NEW YORK (AP) — Facing widespread outrage, The New Yorker has dropped plans to interview Steve Bannon during its festival next month.
New Yorker editor David Remnick told The Associated Press in a statement shared Monday with the magazine's staff that he had changed his mind. The former Donald Trump aide and ex-chairman of Breitbart News was supposed to be a featured guest during a prestigious gathering that over the years has drawn some of the world's most prominent artists and public figures. This year's guests include Emily Blunt, Zadie Smith and Sally Yates, who Trump fired as deputy attorney general after she refused to back his initial ban on travelers from Muslim countries. The ban was advocated by Bannon, a senior White House adviser at the time.
"I've thought this through and talked to colleagues — and I've re-considered," Remnick, who has repeatedly denounced Trump and his administration, wrote of his decision on Bannon. "There is a better way to do this. Our writers have interviewed Steve Bannon for The New Yorker before, and if the opportunity presents itself I'll interview him in a more traditionally journalistic setting as we first discussed, and not on stage."
Remnick also acknowledged that festival guests, unlike those interviewed on radio or for a print story, are paid an honorarium, along with money for travel and lodging.
In an email statement Monday, Bannon wrote: "After being contacted several months ago and with seven weeks of continual requests for this event, I accepted The New Yorker's invitation with no thought of an honorarium."

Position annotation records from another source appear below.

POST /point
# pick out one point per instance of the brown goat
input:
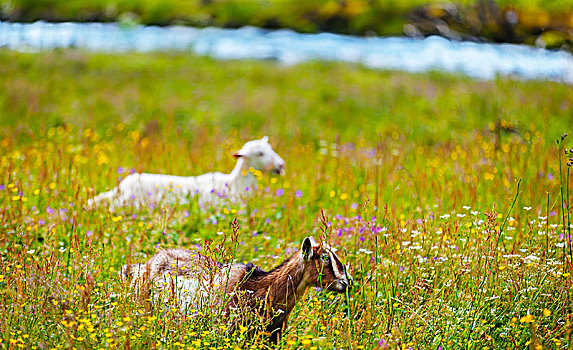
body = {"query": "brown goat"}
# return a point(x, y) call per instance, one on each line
point(239, 289)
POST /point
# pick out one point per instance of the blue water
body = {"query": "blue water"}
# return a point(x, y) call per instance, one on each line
point(483, 61)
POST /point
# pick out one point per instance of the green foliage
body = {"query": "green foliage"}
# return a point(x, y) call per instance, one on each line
point(417, 174)
point(497, 20)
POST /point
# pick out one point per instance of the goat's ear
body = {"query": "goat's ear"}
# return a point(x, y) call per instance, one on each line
point(307, 247)
point(239, 154)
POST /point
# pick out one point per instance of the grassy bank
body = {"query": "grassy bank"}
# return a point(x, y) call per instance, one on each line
point(417, 174)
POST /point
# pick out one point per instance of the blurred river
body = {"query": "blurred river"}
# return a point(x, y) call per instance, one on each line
point(477, 60)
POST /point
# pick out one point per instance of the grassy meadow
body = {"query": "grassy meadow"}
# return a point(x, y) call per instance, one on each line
point(442, 194)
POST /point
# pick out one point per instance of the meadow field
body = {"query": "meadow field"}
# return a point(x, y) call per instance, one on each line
point(447, 197)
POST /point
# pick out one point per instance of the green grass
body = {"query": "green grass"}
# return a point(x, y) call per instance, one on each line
point(416, 172)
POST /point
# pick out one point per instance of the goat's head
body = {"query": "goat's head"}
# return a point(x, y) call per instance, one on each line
point(261, 156)
point(323, 268)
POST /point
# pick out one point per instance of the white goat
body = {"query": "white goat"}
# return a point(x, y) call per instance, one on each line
point(141, 189)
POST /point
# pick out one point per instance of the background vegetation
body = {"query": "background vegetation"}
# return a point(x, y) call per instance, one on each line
point(416, 172)
point(544, 23)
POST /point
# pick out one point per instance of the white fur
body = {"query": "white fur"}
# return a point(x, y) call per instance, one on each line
point(141, 189)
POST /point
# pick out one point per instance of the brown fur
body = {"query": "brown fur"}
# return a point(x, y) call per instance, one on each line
point(246, 289)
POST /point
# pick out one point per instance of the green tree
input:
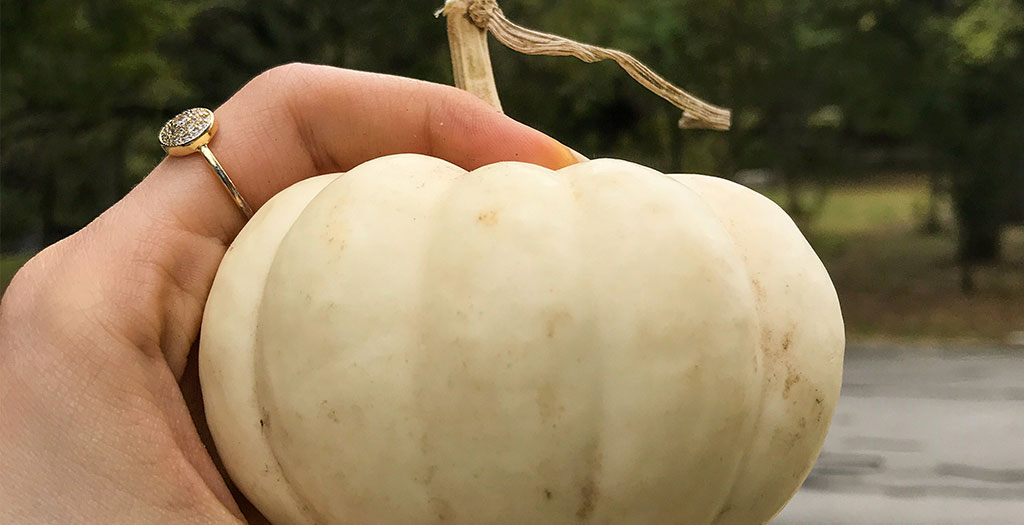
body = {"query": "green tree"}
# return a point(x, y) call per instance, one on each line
point(83, 82)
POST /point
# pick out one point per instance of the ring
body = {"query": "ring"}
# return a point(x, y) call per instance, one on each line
point(190, 131)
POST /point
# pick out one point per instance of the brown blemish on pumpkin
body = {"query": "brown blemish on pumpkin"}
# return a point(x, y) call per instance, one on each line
point(588, 494)
point(488, 218)
point(759, 291)
point(786, 340)
point(429, 477)
point(441, 509)
point(555, 320)
point(790, 382)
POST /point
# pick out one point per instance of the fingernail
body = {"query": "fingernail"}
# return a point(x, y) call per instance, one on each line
point(568, 157)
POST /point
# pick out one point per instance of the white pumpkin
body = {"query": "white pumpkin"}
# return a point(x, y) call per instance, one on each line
point(412, 343)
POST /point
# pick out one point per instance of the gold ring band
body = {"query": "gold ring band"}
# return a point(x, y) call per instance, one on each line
point(190, 131)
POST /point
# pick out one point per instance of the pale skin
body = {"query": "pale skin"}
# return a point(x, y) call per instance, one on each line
point(97, 380)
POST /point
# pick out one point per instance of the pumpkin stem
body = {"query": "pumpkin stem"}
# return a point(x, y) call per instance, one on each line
point(470, 59)
point(470, 19)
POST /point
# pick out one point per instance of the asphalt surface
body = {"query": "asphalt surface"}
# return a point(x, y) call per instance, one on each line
point(922, 436)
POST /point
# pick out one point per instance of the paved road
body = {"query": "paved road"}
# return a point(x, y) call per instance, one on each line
point(922, 436)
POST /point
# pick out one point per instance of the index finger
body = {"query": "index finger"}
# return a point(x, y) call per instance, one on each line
point(298, 121)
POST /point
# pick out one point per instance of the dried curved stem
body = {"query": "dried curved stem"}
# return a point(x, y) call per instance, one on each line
point(485, 15)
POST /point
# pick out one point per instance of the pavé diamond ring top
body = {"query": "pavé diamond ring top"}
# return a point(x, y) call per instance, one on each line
point(190, 131)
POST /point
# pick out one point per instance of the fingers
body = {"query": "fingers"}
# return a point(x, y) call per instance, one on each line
point(298, 121)
point(143, 268)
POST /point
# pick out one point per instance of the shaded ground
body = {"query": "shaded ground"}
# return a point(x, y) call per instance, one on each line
point(895, 281)
point(922, 436)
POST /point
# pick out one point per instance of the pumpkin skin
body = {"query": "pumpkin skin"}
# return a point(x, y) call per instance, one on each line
point(412, 343)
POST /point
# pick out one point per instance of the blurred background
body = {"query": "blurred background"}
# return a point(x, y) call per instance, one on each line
point(891, 130)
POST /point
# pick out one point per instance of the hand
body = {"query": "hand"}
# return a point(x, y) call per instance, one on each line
point(97, 330)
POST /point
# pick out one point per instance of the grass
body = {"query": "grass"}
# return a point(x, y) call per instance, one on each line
point(895, 281)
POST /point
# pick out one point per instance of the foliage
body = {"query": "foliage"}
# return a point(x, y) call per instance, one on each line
point(819, 91)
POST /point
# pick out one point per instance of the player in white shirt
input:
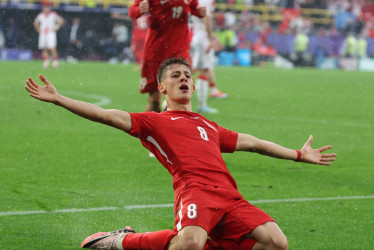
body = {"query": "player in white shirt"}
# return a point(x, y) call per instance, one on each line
point(46, 24)
point(202, 54)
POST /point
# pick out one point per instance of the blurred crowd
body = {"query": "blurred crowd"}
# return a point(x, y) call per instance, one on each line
point(236, 28)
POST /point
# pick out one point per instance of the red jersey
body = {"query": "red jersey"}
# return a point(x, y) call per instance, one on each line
point(188, 145)
point(167, 34)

"The reason for my acceptance was simple: I would be facing one of the most fearless journalists of his generation. In what I would call a defining moment, David Remnick showed he was gutless when confronted by the howling online mob," he added.

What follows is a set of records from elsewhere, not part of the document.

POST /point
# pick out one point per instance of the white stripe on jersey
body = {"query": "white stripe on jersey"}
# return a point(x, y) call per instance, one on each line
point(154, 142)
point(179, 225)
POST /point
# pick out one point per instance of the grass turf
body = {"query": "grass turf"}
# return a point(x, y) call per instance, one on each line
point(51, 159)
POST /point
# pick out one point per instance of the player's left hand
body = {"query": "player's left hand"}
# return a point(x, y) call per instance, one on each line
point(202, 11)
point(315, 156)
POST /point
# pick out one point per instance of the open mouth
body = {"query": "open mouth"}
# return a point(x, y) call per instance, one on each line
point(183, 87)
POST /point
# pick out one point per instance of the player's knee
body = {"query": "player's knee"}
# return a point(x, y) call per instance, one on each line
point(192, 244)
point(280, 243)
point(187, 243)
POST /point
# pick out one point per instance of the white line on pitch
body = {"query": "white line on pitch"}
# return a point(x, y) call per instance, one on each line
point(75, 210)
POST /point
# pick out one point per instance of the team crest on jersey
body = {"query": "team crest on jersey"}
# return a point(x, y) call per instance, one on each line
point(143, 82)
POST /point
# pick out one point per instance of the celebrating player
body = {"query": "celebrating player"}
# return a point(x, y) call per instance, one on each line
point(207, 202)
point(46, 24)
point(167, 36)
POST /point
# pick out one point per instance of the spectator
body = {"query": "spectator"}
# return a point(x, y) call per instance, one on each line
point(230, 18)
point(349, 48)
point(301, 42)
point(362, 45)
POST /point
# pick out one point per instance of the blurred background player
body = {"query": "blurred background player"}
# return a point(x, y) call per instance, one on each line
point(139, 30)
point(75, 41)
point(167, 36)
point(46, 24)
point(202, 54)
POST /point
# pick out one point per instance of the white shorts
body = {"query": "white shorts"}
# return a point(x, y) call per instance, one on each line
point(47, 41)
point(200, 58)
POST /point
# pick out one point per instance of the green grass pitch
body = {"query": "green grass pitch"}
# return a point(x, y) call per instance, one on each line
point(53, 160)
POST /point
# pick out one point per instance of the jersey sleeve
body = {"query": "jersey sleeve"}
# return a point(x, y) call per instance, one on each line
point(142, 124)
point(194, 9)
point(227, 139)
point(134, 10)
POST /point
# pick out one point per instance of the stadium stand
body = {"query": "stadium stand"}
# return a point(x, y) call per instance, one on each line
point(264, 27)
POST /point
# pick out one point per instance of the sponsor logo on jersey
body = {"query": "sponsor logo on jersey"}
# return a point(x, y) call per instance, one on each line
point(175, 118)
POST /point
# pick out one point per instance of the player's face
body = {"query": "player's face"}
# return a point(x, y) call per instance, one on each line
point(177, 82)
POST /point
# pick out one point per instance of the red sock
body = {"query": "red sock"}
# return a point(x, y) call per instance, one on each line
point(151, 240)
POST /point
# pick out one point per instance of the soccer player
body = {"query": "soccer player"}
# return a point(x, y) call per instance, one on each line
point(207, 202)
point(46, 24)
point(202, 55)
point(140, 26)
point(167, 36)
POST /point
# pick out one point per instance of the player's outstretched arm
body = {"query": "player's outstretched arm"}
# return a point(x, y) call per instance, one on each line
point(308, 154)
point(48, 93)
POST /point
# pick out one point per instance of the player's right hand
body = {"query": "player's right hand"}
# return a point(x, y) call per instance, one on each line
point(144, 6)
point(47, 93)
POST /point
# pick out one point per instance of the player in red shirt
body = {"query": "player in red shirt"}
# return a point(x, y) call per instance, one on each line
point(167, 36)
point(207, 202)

A letter from Remnick, dated June 28, details the invitation to Bannon.
"I would like to invite you to sit down with me for an informal, free-ranging discussion of the political movements redefining international and local politics. This would include, of course, your work abroad as well the upcoming midterms. There would be no need for prepared remarks, as we intend these events to be unscripted, lively, and spontaneous," Remnick writes, adding: "Naturally, the magazine would handle all your travel arrangements and accommodations; you would receive an honorarium; and you would also be invited to attend most other Festival events."
"We would be honored to have you," he writes at the end.

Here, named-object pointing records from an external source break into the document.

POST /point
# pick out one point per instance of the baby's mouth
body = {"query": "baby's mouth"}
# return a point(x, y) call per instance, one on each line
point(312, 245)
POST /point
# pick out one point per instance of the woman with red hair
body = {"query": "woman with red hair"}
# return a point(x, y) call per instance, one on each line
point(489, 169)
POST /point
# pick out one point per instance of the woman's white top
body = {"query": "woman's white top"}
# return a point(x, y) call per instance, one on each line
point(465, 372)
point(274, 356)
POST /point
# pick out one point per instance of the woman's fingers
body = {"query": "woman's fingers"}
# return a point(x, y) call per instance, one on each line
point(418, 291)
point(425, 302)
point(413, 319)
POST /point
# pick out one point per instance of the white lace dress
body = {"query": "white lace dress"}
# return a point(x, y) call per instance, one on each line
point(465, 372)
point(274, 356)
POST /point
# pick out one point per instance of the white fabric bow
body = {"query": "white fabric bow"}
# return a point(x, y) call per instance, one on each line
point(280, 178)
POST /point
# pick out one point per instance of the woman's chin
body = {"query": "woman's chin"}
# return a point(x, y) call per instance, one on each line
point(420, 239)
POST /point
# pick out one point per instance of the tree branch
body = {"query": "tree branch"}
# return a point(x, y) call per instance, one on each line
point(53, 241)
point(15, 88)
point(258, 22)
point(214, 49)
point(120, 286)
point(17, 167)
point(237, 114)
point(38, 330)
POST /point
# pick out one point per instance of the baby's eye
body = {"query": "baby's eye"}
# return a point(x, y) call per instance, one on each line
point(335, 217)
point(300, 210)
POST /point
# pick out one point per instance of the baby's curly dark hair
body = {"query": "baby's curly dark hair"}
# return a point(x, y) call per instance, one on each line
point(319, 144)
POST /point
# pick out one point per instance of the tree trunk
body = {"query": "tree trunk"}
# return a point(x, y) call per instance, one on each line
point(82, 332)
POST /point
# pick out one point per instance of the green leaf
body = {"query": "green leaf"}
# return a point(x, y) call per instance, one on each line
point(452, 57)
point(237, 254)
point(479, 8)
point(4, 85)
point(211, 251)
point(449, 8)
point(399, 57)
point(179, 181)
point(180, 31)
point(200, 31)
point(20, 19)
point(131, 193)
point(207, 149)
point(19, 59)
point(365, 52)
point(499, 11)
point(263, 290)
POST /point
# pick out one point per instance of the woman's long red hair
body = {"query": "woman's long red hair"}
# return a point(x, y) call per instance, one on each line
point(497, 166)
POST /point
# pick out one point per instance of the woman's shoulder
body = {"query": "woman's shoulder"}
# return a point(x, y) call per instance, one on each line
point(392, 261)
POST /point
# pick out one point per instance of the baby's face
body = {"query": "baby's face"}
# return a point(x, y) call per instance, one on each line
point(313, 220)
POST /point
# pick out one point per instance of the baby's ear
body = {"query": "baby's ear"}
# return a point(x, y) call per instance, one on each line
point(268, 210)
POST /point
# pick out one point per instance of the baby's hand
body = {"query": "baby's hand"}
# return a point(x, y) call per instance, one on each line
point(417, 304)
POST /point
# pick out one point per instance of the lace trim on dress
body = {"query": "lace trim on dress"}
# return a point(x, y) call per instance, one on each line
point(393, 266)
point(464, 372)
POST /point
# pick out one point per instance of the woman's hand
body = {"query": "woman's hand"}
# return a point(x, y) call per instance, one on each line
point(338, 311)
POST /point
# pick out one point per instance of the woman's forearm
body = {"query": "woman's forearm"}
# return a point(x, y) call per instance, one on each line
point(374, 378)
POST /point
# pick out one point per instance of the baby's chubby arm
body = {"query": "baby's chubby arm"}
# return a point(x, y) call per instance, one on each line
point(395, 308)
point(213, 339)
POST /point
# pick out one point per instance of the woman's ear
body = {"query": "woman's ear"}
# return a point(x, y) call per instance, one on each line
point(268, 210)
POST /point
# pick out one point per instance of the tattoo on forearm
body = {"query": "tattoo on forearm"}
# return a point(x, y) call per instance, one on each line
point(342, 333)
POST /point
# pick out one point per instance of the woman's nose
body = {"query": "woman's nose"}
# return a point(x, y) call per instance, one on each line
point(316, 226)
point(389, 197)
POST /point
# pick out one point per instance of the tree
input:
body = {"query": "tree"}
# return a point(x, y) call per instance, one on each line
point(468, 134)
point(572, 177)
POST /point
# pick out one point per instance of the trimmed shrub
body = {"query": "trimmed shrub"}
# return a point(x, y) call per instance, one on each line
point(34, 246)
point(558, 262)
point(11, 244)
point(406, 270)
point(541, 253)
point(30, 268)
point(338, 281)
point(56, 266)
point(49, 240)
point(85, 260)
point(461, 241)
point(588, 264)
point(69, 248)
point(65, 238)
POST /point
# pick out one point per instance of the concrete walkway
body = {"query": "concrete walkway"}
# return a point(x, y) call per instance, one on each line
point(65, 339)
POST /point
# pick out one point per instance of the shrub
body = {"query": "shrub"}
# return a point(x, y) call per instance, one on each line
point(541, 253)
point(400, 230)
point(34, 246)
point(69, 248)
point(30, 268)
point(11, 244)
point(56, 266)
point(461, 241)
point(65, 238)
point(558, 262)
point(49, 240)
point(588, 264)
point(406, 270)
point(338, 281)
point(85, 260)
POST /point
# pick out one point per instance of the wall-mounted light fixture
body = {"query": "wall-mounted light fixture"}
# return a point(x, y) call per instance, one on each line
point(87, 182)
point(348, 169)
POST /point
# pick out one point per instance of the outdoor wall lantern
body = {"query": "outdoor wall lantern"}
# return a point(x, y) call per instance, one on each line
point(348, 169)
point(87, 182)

The New Yorker's announcement on Bannon came earlier Monday and was denounced by Roxane Gay, Jessica Valenti and many others. Gay tweeted that "the intellectual class doesn't truly understand racism or xenophobia. They treat it like an intellectual project, where perhaps if we ask 'hard question' and bandy about 'controversial' ideas, good work is being done." Filmmaker Judd Apatow had tweeted he would not attend if Bannon was interviewed. Kathryn Schulz was among the New Yorker staff writers who tweeted that they had informed Remnick directly about their objections.
Tweeted Patton Oswalt: "I'm out. Sorry, @NewYorker. See if Milo Yiannopoulos is free?" a reference to the far-right writer and speaker whose memoir was dropped last year by Simon & Schuster after numerous complaints.
In explaining his initial decision, Remnick wrote Monday that Bannon was well aware of their political differences. "The point of an interview, a rigorous interview, particularly in a case like this, is to put pressure on the views of the person being questioned."
"There's no illusion here," he wrote. "It's obvious that no matter how tough the questioning, Bannon is not going to burst into tears and change his view of the world. He believes he is right and that his ideological opponents are mere 'snowflakes.' The question is whether an interview has value in terms of fact, argument, or even exposure, whether it has value to a reader or an audience."
Meanwhile, Bannon is scheduled to appear Sept. 15 at The Economist's "Open Future" festival in New York City. According to The Economist, festival attendees will "discuss the most urgent issues of our time and remake the case for liberal values." At least one guest already plans to drop out. British writer Laurie Penny tweeted Monday that she "cannot in good conscience appear at an event which chooses to dignify a neo-nationalist like Steve Bannon."
Associated Press writer Catherine Lucey in Washington contributed to this report.